Donut Age: America's Donut Magazine

Pornos & Sebastian

By a curious sequence of serendipities—being sent to a conference I'd had no plans to attend, overhearing a stranger's conversation about his evening plans, and arriving at the ticket window just after a number of reserved seats went back on sale—last Thursday evening I found myself smack in the middle of Row F of the Brown Theatre in Louisville for the New Pornographers/Belle & Sebastian show. I was, in a word, well chuffed.

The New Pornographers set was good but no revelation. They may have been hampered by the venue (the Brown is a theater, and everyone stayed seated for their set. Does it say something about the audience for indie rock in Kentucky that this is the second time I've gone to a show located in a hall typically used for orchestras and dramatic productions?) or the fact that half the seats were still empty, but they seemed a bit low-energy. Mostly they reinforced my previous assessment that they are the second coming of Game Theory. That's not necessarily a bad thing, but I guess I was hoping to be a bit more impressed.

Belle & Sebastian on the other hand were stunning. They opened with an absolutely kick-ass rendition of 'The Stars of Track and Field', closed their set with a rousing 'Judy and the Dream of Horses,' and capped the encore with 'Me and the Major' (had they completed the superfecta by playing 'If You're Feeling Sinister', I might have passed out from sheer joy). In between these old favorites was a fair amount of material I didn't know (so I assume it is from the new album), but all of it more or less delightful. They even managed to make one of my least favorite B&S songs, 'Fox in the Snow', sound good.* If B&S have a flaw on their recordings, it's that the whole fey vocals and delicate melodies thing teeters on the edge of moaning wimpiness. Live, though, they nicely mixed energetic rockers with soft ballads to create an atmosphere that was at once rich, dreamy and heartbreaking, In this, I was reminded of a Chills show I saw long ago. The Chills are another band whose records rode the edge between quiet and pathetic, while in concert they meshed into a wall of sound that blew such concerns away.

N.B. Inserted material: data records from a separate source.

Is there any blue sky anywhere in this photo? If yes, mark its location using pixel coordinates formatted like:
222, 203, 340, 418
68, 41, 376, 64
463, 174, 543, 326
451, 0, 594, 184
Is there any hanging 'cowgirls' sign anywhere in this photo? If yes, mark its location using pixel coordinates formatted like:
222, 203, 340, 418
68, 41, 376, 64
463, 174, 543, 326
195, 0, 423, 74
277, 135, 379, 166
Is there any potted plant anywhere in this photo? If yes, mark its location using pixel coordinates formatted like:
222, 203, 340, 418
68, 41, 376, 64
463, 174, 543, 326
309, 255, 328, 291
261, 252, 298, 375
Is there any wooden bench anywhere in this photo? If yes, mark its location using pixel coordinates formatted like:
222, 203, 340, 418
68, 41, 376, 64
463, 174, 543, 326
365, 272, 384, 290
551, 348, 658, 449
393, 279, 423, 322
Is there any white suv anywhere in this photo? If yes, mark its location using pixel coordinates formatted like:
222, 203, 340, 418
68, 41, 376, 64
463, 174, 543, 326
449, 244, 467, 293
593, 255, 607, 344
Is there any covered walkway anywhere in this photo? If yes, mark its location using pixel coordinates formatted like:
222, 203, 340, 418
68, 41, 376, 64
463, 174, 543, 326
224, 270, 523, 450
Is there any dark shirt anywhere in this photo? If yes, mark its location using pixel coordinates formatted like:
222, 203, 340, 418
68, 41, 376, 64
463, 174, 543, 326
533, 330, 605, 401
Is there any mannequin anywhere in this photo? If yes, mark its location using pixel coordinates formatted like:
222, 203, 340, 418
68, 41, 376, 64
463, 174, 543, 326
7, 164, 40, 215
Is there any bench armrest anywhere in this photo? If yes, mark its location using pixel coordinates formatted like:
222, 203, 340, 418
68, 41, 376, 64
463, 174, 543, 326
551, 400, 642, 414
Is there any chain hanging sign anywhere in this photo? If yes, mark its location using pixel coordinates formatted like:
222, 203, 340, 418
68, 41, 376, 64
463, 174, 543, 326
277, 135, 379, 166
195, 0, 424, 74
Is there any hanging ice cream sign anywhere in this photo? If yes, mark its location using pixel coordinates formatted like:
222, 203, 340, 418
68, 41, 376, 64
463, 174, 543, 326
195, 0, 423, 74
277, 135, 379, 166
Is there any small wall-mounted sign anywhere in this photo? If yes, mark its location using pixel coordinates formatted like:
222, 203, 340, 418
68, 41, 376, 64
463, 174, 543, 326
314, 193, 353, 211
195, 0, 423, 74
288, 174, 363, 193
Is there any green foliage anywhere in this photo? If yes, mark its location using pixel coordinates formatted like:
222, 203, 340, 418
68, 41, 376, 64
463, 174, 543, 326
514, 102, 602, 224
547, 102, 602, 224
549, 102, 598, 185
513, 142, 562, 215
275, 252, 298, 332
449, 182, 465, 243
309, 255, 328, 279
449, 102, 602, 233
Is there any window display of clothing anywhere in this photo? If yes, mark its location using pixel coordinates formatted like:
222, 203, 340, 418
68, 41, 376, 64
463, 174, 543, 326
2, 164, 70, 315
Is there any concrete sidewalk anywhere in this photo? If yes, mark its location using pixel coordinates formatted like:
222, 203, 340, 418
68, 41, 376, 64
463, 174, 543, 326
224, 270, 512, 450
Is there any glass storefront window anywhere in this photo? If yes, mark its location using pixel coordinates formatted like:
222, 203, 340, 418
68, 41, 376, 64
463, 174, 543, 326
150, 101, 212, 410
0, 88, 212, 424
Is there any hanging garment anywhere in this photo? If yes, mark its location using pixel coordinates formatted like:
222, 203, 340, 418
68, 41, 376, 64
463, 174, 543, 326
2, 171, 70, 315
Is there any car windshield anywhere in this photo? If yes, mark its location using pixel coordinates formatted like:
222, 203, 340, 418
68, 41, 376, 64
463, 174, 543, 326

Anyway, good opener plus terrific headliner equals great show in my book. The fact that it provided an alternative to an evening of hotel cable TV, made it nearly perfect.

(*Despite the fact that I've only mentioned songs from If You're Feeling Sinister, I do in fact own and enjoy other B&S albums. In fact, after buying the Press Barman... compilation at the show and downloading The Life Pursuit from eMusic yesterday, I should be in possession of their complete discography.)